Low turnout forces Bulgarian runoff

Bulgarians have voted in an election expected to hand Georgi Parvanov, the president, a second five-year term, but exit polls showed a low turnout had forced a runoff against a defiant nationalist.

    Parvanov (R) is expected to win a second five-year term

    Two polls published for national television showed between 39 and 41 per cent of eligible voters had cast ballots.
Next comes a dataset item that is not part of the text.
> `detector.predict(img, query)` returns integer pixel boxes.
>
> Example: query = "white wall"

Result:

Under Bulgarian law, 50 per cent must vote or the top two candidates must contest another vote the following Sunday.

     

    Results for individual candidates will be published after an embargo on the data expires at 1630 GMT.

     

    Former communist

    Parvanov, former head of the ex-communist Socialist party, has won admiration from many in the Black Sea country of 7.8 million for raising its profile abroad on the way to joining the Nato alliance in 2004 and the EU on January 1.

     

    Siderov is known for his stance
    against minorities 

    An October 19 survey by the state polling agency NPOC indicated the 49-year-old historian had 50.5 per cent support.

     

    The nationalist Volen Siderov, who is known for his hard-line policies against Bulgaria's minorities - especially Gypsies and Turks - came second with 23 per cent.

     

    In third, with 18 per cent, was the most popular candidate from Bulgaria's fragmented right-of-centre opposition, former constitutional court head Nedelcho Beronov.

     

    First mandate

    "I voted for Parvanov because he had a very successful first mandate and he will continue that trend," said pensioner Tsvetanka Botcheva, 65. "He has taken us into Nato and the European Union."

     

    Although he casts himself as non-partisan, experts say if Parvanov wins, it will help consolidate power for his ruling Socialist allies as the Black Sea country joins the EU.

     

    Analysts say he has used his limited powers, which include the ability to veto laws and appoint cabinets, to become one of the country's most influential figures.

     

    His critics say he has failed to push successive cabinets to stop high-level corruption and organised crime and raise living standards that - with average wages of 160 euros ($202) a month - will be the EU's lowest.